A familiar roof on Greater Manchester’s trading estates
Drive past almost any post-war industrial estate around Manchester and you will see it: grey corrugated sheeting, often streaked with moss and algae, covering units built between the 1960s and the 1980s. A great deal of that sheeting is asbestos cement. It has done decades of service in a wet North West climate, and many of those roofs are now at the point where owners have to decide what happens next.
The two realistic options are removal with full re-roofing, or encapsulation: cleaning, repairing and sealing the existing sheets under a coating system built for asbestos cement. Which one is right depends entirely on the condition of the roof, which is why we survey before we recommend anything.
Encapsulation explained: sealing, not stripping
Asbestos cement is only hazardous when fibres can escape, which happens when sheets are broken, drilled or weathered until the surface erodes. Encapsulation deals with that risk at source. The sheets are cleaned under controlled conditions, defects such as failed fixings and cracked laps are repaired, and the whole surface is sealed so that fibres are locked in and the weather is locked out.
The practical advantages over removal are significant. The building stays in use, there is no strip-out programme to plan around tenants, no skip-loads of asbestos waste to dispose of, and the cost is typically well below a full re-sheet. For an occupied unit in Manchester, keeping the doors open during the work is often the deciding factor.
Where it sits in your asbestos management plan
The Control of Asbestos Regulations 2012 place a duty to manage on whoever controls a non-domestic building. You must know where asbestos is, record its condition, assess the risk and maintain a written plan for managing it. Encapsulating a sound roof is a recognised way of discharging that duty: the material is left undisturbed, its condition is improved, and the work is documented in your register and management plan.
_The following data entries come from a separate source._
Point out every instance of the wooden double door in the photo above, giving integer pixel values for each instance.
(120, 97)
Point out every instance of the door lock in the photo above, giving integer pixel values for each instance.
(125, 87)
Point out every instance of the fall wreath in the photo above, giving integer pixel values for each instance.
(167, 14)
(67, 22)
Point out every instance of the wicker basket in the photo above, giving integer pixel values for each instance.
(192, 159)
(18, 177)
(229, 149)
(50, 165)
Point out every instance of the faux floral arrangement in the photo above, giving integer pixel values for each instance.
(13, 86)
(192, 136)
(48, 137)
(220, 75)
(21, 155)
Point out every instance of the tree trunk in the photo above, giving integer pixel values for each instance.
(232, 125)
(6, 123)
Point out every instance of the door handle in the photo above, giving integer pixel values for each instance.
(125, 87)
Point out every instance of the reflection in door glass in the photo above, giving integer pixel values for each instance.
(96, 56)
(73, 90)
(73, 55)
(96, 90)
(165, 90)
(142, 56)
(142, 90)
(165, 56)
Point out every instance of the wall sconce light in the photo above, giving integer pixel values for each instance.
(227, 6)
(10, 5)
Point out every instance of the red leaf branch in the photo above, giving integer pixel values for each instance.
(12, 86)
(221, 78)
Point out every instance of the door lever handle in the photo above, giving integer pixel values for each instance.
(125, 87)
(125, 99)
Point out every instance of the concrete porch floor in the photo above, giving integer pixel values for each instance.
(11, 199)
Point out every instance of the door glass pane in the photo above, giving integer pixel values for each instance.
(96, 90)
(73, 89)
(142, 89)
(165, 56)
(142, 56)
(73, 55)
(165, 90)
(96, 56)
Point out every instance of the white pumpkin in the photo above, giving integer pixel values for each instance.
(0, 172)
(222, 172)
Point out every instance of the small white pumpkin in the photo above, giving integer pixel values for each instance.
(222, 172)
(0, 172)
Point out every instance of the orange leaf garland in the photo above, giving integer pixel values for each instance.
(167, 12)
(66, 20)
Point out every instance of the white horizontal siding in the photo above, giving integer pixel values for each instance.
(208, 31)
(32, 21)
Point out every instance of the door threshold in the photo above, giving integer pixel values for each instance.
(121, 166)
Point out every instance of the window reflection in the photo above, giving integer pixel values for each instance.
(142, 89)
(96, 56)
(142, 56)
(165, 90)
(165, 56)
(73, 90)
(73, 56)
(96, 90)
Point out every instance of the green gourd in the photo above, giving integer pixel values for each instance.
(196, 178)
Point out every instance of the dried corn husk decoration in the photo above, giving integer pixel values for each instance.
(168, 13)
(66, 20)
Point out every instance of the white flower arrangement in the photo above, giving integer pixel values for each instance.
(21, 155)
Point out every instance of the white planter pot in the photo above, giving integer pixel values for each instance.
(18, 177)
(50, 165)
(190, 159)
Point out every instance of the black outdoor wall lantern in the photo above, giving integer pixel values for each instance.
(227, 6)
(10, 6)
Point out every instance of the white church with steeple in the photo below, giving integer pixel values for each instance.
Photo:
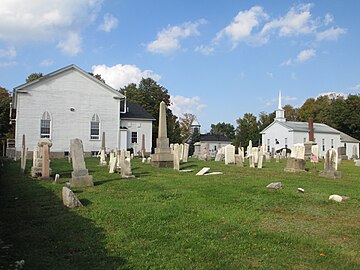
(282, 134)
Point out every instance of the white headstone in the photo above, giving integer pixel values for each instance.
(229, 154)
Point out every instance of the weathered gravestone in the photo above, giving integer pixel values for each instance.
(186, 152)
(126, 169)
(176, 157)
(79, 176)
(229, 154)
(239, 161)
(162, 157)
(69, 198)
(330, 165)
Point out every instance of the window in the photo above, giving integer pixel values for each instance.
(45, 125)
(133, 137)
(95, 128)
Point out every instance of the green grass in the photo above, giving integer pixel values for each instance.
(163, 219)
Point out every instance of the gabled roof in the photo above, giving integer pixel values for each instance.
(213, 138)
(347, 139)
(135, 111)
(303, 127)
(116, 94)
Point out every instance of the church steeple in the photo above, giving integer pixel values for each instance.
(280, 113)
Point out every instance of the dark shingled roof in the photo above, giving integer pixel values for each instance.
(135, 111)
(211, 138)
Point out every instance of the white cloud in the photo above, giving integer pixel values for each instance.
(332, 33)
(241, 28)
(180, 105)
(46, 21)
(296, 21)
(7, 64)
(168, 39)
(205, 50)
(120, 75)
(10, 52)
(109, 23)
(71, 45)
(328, 19)
(46, 63)
(305, 55)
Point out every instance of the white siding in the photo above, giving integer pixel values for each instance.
(57, 95)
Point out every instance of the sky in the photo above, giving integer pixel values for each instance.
(217, 59)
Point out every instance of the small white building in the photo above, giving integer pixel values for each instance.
(70, 103)
(284, 134)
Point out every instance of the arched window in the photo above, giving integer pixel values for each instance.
(45, 125)
(95, 127)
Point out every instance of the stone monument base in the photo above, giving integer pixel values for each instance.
(162, 160)
(295, 165)
(308, 149)
(330, 174)
(81, 181)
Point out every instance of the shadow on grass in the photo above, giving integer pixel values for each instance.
(37, 228)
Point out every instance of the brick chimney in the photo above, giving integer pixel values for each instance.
(311, 129)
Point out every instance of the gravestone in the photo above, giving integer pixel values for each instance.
(239, 161)
(295, 165)
(330, 165)
(314, 153)
(102, 152)
(255, 154)
(69, 198)
(260, 158)
(126, 169)
(112, 162)
(229, 154)
(355, 154)
(23, 155)
(45, 168)
(203, 171)
(342, 153)
(79, 176)
(162, 157)
(176, 157)
(298, 151)
(186, 152)
(143, 150)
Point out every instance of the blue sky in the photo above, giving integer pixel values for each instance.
(218, 59)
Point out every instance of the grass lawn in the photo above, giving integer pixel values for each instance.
(164, 219)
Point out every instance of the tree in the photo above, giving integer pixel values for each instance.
(33, 77)
(246, 130)
(149, 94)
(223, 129)
(5, 127)
(185, 125)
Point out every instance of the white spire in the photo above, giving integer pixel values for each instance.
(279, 105)
(280, 114)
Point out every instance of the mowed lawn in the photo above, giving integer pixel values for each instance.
(164, 219)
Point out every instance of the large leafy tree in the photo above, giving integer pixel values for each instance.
(223, 129)
(185, 125)
(246, 130)
(149, 94)
(33, 77)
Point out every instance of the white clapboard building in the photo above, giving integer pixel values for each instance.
(284, 134)
(70, 103)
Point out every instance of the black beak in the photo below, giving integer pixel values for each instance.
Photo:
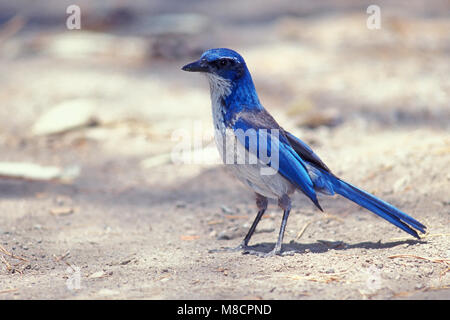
(196, 66)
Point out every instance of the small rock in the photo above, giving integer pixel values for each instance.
(68, 115)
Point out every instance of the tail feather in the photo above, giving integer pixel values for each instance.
(377, 206)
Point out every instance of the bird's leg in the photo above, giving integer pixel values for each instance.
(261, 203)
(285, 203)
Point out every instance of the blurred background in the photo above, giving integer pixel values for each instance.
(88, 120)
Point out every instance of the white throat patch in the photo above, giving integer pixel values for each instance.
(220, 87)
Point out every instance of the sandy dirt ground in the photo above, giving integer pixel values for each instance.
(141, 213)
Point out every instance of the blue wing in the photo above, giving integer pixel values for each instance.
(290, 165)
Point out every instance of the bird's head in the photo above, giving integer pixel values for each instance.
(229, 78)
(222, 62)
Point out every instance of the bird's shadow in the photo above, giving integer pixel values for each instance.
(322, 246)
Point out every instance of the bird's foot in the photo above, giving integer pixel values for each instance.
(275, 252)
(241, 247)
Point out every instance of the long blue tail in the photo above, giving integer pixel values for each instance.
(376, 205)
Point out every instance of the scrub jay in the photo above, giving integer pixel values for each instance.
(265, 157)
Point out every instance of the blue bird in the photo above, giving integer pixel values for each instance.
(251, 143)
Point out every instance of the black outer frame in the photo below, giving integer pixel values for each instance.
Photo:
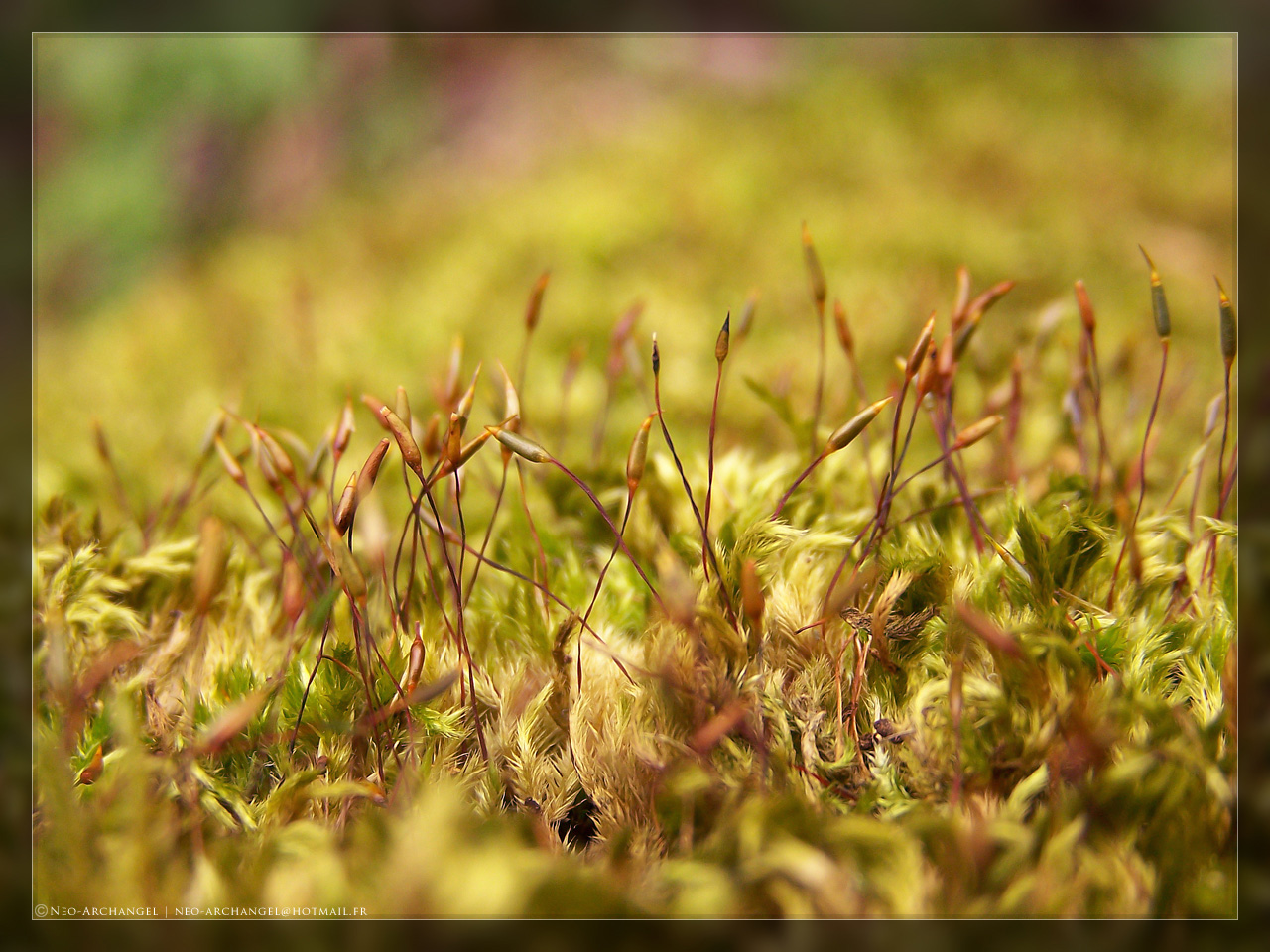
(1252, 59)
What the regulations never ask you to do is panic. A sound, sealed asbestos cement roof can be managed in place for years. Equally, they never let you ignore a deteriorating one.
The honest limits: roofs we will not coat
Encapsulation has a hard boundary, and we hold to it. If sheets are friable, soft, delaminating or extensively broken, a coating cannot rescue them. Coating a failing roof simply buries the problem and wastes your money. In those cases the right advice is licensed removal and replacement, and that is the advice we give, even though it means we do not win the job. Where deterioration is patchy rather than general, the survey may support replacing individual sheets and encapsulating the rest, but only the survey can confirm that.
What a survey visit covers
We are a survey-led contractor, based in the South East and working across England, with Manchester and the wider North West well inside our normal range. A survey visit typically establishes:
- The overall condition of the sheets, laps and fixings
- Whether the surface is sound enough to accept a coating system
- Any localised damage that needs repair or sheet replacement first
- Rooflights, flashings and gutters that should be addressed in the same programme
- Whether encapsulation is honestly the right recommendation at all
If your industrial unit, warehouse or farm building near Manchester is carrying an ageing asbestos cement roof, the sensible first step is a condition survey. From there, the recommendation follows the evidence, not the other way round.